L’alcol in Bukowski non funziona soltanto come argomento, ma come elemento formale del racconto.
A una prima lettura, quei continui «bevemmo», «ordinai uno scotch», «presi un altro drink» possono sembrare una maniera quasi automatica, persino una povertà d’invenzione. Se però li si guarda nella costruzione complessiva, diventano una specie di ritornello. Separano una scena dall’altra, interrompono il discorso, ne abbassano o ne cambiano la tensione e poi consentono alla narrazione di ripartire. In una trasposizione cinematografica, molte di quelle bevute potrebbero essere sostituite da poche battute musicali senza modificare la struttura profonda del racconto.
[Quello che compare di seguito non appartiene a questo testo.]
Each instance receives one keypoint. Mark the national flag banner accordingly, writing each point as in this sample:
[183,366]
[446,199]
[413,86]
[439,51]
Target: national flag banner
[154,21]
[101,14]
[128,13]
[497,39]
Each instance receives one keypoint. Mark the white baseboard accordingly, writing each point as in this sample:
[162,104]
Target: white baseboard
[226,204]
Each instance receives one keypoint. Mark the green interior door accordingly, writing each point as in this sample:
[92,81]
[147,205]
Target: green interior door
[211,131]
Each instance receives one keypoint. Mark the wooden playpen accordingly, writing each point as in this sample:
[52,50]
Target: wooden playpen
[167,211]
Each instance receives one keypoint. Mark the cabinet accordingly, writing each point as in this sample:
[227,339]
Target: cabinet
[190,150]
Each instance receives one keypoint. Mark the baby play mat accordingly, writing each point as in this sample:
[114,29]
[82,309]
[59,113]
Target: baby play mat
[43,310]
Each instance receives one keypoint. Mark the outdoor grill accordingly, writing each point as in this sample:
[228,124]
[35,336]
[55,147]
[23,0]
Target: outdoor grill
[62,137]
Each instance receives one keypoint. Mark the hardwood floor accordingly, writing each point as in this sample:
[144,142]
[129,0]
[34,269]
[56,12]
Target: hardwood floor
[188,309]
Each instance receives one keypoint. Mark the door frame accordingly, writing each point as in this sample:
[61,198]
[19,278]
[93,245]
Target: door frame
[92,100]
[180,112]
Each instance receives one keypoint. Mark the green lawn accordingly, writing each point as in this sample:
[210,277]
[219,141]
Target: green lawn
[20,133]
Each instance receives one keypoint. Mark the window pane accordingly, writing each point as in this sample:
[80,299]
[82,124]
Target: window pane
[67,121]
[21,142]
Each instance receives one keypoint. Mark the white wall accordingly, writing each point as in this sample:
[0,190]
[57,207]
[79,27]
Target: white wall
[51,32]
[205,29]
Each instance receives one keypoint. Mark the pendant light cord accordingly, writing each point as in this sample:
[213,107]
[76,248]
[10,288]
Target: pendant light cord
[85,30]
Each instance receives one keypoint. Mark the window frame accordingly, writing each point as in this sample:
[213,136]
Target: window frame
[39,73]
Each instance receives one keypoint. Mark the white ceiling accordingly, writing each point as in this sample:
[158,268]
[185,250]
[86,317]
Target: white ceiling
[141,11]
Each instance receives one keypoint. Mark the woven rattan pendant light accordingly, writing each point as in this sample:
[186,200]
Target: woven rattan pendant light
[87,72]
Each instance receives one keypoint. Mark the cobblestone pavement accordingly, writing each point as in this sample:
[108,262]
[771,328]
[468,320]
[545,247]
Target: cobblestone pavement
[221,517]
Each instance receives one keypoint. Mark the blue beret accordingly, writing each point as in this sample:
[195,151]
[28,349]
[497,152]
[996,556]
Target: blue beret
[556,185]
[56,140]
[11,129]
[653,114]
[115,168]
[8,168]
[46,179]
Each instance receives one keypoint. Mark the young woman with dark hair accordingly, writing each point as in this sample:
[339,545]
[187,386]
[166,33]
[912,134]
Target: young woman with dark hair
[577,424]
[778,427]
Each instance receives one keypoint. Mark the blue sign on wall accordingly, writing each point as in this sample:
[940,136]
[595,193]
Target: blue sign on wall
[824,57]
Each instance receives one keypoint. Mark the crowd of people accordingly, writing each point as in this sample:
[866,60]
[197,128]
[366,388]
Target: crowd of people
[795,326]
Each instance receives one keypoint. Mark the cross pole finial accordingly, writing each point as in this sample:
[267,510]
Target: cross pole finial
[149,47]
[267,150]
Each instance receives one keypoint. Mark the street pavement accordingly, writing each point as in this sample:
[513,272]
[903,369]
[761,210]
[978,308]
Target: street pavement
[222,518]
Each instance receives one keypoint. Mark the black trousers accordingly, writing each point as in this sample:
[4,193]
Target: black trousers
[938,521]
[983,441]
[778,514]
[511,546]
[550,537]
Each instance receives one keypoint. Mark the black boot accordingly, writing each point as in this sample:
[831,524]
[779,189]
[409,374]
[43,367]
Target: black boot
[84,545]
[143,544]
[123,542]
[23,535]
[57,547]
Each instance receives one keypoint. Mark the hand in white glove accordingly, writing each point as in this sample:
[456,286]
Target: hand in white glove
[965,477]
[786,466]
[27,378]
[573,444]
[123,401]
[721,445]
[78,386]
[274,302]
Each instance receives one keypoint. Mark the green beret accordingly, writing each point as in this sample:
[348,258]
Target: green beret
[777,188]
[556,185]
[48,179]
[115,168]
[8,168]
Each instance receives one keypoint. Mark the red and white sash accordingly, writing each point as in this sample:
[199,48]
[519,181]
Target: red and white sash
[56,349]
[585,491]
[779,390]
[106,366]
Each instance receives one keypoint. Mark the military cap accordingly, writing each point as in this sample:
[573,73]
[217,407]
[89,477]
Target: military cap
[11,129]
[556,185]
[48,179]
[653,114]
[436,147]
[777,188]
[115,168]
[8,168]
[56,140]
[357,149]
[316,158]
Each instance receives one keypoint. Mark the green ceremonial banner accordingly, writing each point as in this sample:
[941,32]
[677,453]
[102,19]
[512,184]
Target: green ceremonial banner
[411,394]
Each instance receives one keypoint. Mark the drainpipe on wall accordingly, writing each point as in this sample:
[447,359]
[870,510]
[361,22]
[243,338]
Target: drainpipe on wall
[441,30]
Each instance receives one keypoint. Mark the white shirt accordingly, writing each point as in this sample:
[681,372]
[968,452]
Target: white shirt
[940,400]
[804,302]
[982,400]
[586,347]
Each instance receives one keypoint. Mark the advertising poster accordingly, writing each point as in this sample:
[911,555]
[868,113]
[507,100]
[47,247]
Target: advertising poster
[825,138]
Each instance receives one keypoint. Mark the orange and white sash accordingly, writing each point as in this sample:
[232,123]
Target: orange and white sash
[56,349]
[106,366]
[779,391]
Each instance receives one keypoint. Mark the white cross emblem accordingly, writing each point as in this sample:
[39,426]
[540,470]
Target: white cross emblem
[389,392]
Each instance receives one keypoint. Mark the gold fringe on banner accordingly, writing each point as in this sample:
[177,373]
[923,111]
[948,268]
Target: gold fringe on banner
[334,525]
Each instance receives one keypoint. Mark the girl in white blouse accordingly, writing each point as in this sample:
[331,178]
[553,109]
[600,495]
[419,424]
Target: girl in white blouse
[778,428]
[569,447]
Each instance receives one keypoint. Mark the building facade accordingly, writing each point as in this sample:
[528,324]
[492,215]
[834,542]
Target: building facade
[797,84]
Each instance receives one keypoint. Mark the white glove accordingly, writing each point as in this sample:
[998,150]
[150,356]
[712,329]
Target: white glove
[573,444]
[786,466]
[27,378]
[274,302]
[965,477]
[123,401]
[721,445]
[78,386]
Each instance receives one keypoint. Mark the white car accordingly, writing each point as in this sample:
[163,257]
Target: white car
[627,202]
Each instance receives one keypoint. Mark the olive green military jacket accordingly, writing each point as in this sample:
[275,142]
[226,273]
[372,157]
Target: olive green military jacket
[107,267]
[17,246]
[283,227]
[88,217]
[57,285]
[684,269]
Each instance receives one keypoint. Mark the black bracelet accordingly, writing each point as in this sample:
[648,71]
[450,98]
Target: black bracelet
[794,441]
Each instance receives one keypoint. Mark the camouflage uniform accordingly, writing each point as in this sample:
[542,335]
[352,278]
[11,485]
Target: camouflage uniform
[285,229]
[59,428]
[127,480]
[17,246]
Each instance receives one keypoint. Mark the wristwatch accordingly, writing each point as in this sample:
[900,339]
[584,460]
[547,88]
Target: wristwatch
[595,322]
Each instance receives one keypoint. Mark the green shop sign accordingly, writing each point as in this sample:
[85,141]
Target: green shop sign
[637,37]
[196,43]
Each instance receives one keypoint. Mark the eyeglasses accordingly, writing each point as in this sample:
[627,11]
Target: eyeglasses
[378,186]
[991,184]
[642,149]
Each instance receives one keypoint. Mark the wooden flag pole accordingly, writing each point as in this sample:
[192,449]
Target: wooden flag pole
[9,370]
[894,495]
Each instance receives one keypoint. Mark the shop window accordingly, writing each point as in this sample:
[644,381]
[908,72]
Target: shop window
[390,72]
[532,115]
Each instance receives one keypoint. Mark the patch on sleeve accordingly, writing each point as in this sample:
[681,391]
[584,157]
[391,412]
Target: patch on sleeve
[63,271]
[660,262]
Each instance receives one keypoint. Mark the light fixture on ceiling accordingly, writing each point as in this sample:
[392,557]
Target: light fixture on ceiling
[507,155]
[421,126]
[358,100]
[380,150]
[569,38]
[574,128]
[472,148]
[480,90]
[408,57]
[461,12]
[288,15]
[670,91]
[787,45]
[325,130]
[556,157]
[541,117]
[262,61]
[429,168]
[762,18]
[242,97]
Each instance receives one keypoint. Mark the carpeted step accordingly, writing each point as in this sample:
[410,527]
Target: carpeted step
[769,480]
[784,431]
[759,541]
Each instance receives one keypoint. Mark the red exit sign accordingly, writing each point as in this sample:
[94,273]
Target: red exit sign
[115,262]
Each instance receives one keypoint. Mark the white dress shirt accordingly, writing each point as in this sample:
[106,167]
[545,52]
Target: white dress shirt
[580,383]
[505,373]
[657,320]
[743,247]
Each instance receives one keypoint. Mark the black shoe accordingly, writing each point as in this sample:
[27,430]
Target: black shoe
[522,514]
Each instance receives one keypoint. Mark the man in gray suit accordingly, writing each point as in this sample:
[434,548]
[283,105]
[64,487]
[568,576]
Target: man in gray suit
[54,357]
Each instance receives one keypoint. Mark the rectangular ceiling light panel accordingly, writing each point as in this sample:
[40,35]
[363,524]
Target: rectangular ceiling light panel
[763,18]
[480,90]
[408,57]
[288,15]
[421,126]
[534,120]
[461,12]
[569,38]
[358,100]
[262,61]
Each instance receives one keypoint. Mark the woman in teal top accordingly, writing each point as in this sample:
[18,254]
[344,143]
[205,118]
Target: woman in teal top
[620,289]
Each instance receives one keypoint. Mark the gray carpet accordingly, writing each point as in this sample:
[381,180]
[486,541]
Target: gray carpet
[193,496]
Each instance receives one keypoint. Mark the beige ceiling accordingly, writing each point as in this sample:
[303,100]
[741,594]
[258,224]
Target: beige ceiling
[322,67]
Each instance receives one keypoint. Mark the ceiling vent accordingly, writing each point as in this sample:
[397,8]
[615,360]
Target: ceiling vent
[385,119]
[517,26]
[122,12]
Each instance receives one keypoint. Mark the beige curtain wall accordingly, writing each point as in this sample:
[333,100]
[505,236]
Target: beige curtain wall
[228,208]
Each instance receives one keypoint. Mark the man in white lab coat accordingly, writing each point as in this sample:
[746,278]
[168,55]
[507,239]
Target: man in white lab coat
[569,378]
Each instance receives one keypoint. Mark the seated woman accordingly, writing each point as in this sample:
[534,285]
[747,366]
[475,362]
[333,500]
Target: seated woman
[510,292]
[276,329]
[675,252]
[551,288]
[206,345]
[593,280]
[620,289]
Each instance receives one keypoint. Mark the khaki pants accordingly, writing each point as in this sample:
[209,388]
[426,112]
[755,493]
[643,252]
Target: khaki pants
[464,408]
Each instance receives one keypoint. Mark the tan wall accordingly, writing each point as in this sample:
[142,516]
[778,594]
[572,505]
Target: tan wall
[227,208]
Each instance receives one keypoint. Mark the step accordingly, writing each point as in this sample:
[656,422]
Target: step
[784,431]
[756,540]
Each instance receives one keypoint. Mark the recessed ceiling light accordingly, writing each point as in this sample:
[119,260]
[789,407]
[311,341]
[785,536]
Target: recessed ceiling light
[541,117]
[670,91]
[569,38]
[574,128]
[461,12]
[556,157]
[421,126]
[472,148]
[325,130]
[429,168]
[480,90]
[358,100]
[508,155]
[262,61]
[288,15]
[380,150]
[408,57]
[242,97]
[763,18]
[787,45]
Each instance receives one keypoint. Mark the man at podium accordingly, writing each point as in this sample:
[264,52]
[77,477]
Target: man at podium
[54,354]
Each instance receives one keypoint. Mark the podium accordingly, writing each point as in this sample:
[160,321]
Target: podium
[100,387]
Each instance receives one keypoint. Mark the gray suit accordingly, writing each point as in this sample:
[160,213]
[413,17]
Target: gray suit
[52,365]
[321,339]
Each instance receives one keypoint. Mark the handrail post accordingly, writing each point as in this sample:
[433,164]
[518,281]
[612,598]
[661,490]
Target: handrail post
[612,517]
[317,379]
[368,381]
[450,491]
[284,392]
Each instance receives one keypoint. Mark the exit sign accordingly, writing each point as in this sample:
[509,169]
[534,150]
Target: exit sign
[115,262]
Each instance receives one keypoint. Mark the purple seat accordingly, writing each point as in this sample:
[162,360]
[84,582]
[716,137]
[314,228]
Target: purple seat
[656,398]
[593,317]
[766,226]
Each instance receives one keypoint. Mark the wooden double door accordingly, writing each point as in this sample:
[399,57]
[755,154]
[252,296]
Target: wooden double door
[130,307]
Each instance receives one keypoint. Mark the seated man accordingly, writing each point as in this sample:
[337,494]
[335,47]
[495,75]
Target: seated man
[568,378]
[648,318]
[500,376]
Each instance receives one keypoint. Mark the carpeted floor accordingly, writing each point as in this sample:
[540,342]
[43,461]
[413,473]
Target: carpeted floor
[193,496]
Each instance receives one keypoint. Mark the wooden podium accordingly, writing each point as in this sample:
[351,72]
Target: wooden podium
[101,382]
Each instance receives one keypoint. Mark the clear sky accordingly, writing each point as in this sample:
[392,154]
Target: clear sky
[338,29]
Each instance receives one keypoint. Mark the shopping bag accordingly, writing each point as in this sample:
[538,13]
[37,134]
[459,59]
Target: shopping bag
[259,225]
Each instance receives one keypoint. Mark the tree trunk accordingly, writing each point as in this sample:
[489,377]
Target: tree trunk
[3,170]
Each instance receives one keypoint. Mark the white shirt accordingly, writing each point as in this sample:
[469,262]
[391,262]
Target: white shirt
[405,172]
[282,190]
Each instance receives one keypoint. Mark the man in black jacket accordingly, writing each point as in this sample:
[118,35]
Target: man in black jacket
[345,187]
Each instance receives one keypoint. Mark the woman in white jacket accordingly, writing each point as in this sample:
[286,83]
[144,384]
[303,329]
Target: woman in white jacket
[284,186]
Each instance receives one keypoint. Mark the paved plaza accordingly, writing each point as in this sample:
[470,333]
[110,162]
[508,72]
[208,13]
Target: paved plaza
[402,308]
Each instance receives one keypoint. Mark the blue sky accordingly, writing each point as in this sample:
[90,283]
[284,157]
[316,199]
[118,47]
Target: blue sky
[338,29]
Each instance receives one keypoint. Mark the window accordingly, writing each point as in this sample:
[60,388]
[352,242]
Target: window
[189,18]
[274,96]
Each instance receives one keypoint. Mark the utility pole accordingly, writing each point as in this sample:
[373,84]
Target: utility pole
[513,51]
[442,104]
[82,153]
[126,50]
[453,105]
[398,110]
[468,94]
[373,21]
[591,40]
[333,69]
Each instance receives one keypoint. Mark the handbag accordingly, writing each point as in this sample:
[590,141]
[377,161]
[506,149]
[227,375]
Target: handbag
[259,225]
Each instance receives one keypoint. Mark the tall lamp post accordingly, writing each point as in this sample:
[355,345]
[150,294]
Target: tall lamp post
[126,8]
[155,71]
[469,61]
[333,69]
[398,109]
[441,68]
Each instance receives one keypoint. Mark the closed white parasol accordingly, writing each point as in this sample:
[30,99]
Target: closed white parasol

Anzi, direi qualcosa di più: l’alcol è contemporaneamente musica di fondo e metronomo. Segna il tempo del mondo bukowskiano. Le persone parlano, si incontrano, si illudono, si respingono; poi bevono. Accade qualcosa; poi bevono ancora. Non si arriva mai veramente da qualche parte. La vita continua per accumulo, non per progresso. E questo si lega molto bene al tema di “Stupidi, poveri cristi”: il sogno americano che non conduce alla realizzazione ma alla marginalità.
Il personaggio intellettualmente diverso può essere ammirato finché rimane un’immagine, quasi una curiosità. Quando invece bisogna accettarlo nella sua realtà concreta, con la sua diversità, le sue manie, la sua incapacità di adattarsi alle convenzioni, viene respinto. È una contraddizione molto americana e, insieme, universale: una società che proclama il valore dell’individualità tollera l’individuo soltanto finché la sua diversità non diventa scomoda.
E qui entra l’altro elemento bukowskiano: “la società dei consumi”. Bukowski non ne fa una critica teorica. Non costruisce un ragionamento sociologico. Gli bastano osservazioni rapidissime, situazioni materiali, soldi, automobili, case, lavori, oggetti, bevande. Il mondo viene continuamente misurato in cose acquistabili, mentre proprio le cose che avrebbero maggior valore — dignità, libertà, comprensione degli altri — sembrano non avere mercato.
Per questo emarginazione e degrado non sono semplicemente lo sfondo pittoresco dei suoi racconti. Sono quasi “il negativo fotografico del sogno americano”. Da una parte la promessa: successo, denaro, libertà individuale, consumo. Dall’altra ciò che Bukowski continua a mostrare: lavori miserabili, uomini soli, rapporti precari, sesso senza consolazione, alcol, camere squallide, individui espulsi dal meccanismo oppure incapaci di adattarvisi.
Ed è interessante che Bukowski non trasformi tutto ciò in tragedia solenne. Qui sta forse una parte importante della sua forza. Il fallimento viene raccontato continuando a bere, scherzare, insultare, desiderare. La musica di fondo non diventa mai una marcia funebre. Rimane quel ritmo sgangherato delle bevute, che permette al racconto di parlare di una sconfitta quasi senza dichiararla.